I actually have the Atlas Complete Wiring Book but after looking at it, I still cannot figure out how to wire it all up!


----------



## cubalz (Apr 25, 2019)

DonR said:


> John
> 
> Usually, the Red and Green buttons are connected to the Red and Green wires
> on the snap switch solenoid. The black on the solenoid is common and connects
> ...


DonR.: Ok, I think I understand part of what you are advising. The green button connects to the green side of the snap switch and the red button connects to the red side of the snap switch. Also the black (common) coming off of the snap switch connects to the power pack accessory terminals. Just to be clear, the second wire coming off of the power pack remaining accessory can be connected to the post on either of the red or green posts. Is this correct?


----------



## cubalz (Apr 25, 2019)

If I want to replace the some of the push button switches, can I use something rated at either 0.5 amp or 1 amp, 125v? The 1 amp ones are much easier to find online as Radio Shack is no longer around.


----------



## DonR (Oct 18, 2012)

John

In your photo, a red wire connects BOTH push buttons. 
This is known as a 'common'. 
The second wire from the accessories terminal connects
to this 'common' on either end of the red wire. Leave the
red wire connected to the two push buttons.
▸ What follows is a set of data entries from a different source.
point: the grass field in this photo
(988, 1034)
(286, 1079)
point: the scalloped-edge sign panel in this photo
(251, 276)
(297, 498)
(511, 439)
This then
provides the power that the either button when pushed will send to
the snap switch solenoids.

Note: For clarity and to follow wiring 'customs', the red wire
connecting the two buttons should have been WHITE.
Then a White wire from the 2nd accessories terminal would
connect to the white 'common' wire. That may have
made it easier for you to understand the circuit. 
However, there is no reason to make that change now.

Don


----------



## traction fan (Oct 5, 2014)

cubalz said:


> If I want to replace the some of the push button switches, can I use something rated at either 0.5 amp or 1 amp, 125v? The 1 amp ones are much easier to find online as Radio Shack is no longer around.


cubalz;

If you buy push buttons, go for the higher current rated ones. (doorbell buttons are good.) Those 1 amp and 0.5 amp AC ratings should be taken with a grain of salt. They are not always accurate. I have had a lot of those little Radio Shack buttons fail, I would avoid them.
There is a much better alternative available. It's the Stapleton 751D turnout controller. It is very high quality, and has a built-in CDU, that several guys recommended to protect your Snap Switch twin-coil solenoid. I recommend using Stapleton controllers instead of those cheap push buttons.
The files attached below have more information about "turnouts" (track switches) , switch machines , and how they work. They also point out some of the problems that often come up with those Atlas Snap Switches that you're using, and how to correct them if, at some future point, you have derailments on them.
A final point. I'm not trying to nitpick you but this has come up at least once, and resulted in burned out coils on some Atlas snap switches. Your question asks about wiring "toggle buttons." As you may know, there is another type of electrical switch called a "toggle switch." Most toggle switches, and slide switches, and rotary switches, connect power more or less permanently when they are set to the "on" position. Using toggle switches (with the exception of the spring-loaded, center off type) to control a twin-coil switch machine like the Atlas ones you have, would quickly melt, and destroy the switch machine's coils.
One "Newbie", a while back, asked for help because his Atlas turnouts were melting their coils. The guy had tried to use an Atlas "Selector" control to operate his Atlas turnouts. The Atlas selector contains slide switches, which stayed on when he moved them, & burnt out the coils.
Push buttons (most anyway) are momentary. The power only goes through them when you push the button down, and cuts off when you let go, like the doorbell button at your house. Toggle switches are more like the light switches in your home. When turned on, they stay on.

Good Luck & Have Fun;

Traction Fan 🙂


----------